During the five-day training, the participants shared experiences on how it is to be LGBT in their own country, and how social media can help better the plight of LGBT people.

PHOTO COURTESY OF APCOM

Asia Pacific Coalition on Male Sexual Health (APCOM), with the Robert Carr Foundation, implemented the Communication Causes Change (CCC) Project in Bangkok, Thailand this September, with 15 self-identified MSMs and TGs chosen from countries in Asia Pacific, such as Thailand, Philippines, Indonesia, Vietnam, China, Myanmar, India and Pakistan, trained on effective media and communications campaigns.

During the five-day training, the participants shared experiences, their own and their organizations’, on how it is to be gay, bisexual or transgender in their own country. Most of the participants raised the issue of conservative governments that limit the existence of members of the LGBT community through letters of law that hinder their freedom of expression.  Section 377-A of Singapore’s Penal Code, for example, criminalizes sex between two consenting male adults; though this penal provision is also common to other Asian countries, such as India and Pakistan. Meanwhile, in Indonesia and Vietnam, the communities consider gay people and transwomen as second class citizens, so they cannot enjoy government services, such as health services and insurance, in their full extent.

The participants envision a common goal – that is to make the LGBT voices be heard in their country. They call for equality and harmony despite diversity – a liberation from the discriminating bondage the community caused. They view the social media as a tool to do just that.

The training presented the social media, especially Facebook and Twitter, in different angles. Through the expertise of speakers and facilitators, it showed how the social media can realistically alter the course of an individual’s or organization’s campaign for equality. They must observe the techniques and outwit the tricks of the Internet to make or break the campaign. There must be a proper observance of timing and proper choice of words to elicit action, or at least sympathy, from the target audience. There is a strategy in communications warfare for liberation.

Among the media campaigns developed during the training, the facilitators picked five that stood out. These are ID4TG of Indonesia, #ItsOK2BGay of India, “Our Love Aids” campaign of the Philippines, #BitchPlease of Vietnam, and “Can you see us?” campaign of Singapore.

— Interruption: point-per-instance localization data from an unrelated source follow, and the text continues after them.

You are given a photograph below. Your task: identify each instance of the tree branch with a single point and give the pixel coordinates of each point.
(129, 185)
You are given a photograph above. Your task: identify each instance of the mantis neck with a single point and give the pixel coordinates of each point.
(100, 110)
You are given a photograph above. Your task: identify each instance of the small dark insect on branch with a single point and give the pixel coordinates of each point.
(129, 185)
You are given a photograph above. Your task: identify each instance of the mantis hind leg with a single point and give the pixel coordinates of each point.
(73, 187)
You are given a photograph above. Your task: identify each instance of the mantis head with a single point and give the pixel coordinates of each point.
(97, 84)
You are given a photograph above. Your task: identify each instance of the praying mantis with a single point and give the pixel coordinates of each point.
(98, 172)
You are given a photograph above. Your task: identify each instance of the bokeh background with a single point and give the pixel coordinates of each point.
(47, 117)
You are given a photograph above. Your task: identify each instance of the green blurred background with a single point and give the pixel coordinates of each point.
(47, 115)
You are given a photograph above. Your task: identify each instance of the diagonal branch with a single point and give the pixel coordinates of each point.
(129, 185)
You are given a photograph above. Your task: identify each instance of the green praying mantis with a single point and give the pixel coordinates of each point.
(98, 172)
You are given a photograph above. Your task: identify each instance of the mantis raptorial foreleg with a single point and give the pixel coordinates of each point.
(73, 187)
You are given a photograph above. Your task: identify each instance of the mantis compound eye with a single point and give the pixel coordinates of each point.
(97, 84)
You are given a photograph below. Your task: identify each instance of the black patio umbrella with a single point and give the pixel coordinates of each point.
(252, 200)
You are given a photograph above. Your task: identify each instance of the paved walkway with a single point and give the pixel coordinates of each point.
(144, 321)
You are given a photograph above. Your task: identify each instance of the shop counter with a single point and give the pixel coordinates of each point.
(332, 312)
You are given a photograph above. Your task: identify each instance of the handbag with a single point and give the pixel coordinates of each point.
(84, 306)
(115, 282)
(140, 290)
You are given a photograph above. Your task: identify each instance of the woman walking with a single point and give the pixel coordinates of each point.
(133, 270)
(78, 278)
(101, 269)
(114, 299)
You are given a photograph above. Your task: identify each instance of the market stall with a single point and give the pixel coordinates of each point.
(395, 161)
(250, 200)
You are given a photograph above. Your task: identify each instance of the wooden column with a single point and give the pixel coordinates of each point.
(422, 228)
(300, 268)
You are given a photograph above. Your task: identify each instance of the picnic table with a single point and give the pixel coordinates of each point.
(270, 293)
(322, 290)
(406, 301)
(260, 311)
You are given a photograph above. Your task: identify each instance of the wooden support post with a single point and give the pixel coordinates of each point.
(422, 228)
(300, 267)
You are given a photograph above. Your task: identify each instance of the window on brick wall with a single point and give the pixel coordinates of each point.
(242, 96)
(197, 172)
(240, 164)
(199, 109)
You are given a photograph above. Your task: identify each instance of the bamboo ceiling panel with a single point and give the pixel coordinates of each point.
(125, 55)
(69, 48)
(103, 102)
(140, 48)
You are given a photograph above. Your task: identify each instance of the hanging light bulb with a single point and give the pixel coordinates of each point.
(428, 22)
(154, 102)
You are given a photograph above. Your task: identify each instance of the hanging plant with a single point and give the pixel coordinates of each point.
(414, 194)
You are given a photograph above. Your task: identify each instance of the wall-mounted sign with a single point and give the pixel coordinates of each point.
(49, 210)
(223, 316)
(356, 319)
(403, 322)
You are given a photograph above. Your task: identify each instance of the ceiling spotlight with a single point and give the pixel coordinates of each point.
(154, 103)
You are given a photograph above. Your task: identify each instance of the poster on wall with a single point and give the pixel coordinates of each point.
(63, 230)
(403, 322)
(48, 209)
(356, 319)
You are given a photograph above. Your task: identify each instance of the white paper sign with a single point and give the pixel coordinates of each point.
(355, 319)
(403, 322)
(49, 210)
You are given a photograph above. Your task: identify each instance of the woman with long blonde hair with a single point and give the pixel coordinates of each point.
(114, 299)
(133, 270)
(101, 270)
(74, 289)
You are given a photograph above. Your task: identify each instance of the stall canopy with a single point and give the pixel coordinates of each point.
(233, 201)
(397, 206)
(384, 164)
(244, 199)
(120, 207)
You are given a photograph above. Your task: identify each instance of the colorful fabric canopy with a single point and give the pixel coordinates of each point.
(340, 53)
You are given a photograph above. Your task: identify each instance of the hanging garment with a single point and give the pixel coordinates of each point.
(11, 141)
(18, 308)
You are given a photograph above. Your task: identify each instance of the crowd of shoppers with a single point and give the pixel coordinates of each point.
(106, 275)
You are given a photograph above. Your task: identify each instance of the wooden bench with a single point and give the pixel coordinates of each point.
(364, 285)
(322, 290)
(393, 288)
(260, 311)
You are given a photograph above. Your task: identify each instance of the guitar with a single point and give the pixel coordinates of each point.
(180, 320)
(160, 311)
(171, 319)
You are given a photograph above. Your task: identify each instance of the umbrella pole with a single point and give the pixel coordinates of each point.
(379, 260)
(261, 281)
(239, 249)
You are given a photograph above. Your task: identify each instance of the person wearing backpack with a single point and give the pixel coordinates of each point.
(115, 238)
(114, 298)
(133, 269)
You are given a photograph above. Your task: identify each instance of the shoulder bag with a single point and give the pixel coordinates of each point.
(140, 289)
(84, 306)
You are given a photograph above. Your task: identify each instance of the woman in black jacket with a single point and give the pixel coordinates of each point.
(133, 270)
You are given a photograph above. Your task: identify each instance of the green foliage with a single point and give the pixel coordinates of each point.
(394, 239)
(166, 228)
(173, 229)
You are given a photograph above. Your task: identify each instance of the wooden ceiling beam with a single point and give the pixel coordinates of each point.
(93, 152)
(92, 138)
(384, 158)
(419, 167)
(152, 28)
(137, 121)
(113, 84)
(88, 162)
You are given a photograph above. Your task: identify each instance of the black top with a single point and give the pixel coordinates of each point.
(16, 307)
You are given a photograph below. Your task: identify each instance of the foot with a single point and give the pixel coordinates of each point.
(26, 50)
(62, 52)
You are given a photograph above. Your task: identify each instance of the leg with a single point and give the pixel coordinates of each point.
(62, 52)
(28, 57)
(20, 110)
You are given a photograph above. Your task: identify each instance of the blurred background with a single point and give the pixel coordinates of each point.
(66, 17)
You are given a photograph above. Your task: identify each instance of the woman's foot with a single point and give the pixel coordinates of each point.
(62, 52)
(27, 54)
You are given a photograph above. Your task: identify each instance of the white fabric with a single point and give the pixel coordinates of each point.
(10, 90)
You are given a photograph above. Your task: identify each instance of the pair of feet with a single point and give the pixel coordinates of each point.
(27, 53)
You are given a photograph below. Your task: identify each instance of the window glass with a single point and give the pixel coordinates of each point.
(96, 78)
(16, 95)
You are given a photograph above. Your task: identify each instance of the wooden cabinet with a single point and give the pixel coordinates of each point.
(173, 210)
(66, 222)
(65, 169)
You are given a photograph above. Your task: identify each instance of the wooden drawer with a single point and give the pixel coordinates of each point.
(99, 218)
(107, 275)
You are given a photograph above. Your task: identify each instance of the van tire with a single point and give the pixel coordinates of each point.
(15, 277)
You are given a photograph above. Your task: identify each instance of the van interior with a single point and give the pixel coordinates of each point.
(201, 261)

This training will be organized again in The Pacific this October. The organizers also expect the participants to replicate the same training in their own communities.

Inad Quinones Rendon is a staunch advocate of LGBT rights and for those living with HIV. As a pioneering youth coordinator and human rights officer of SHINE, an LGBT network in General Santos City, he envisions full and equal political participation of LGBTs from all ethnicity in GenSan, as they currently remain under-represented. Inad started his advocacy for promotion of human rights in 2010, when he worked for the rights of the indigenous peoples, internally displaced persons, and victims of human rights abuses. He now finds his calling for the advocacy of LGBT rights. Inad earned units from the College of Law of Ateneo de Davao University, and he dreams of becoming a full-fledge LGBT rights lawyer someday.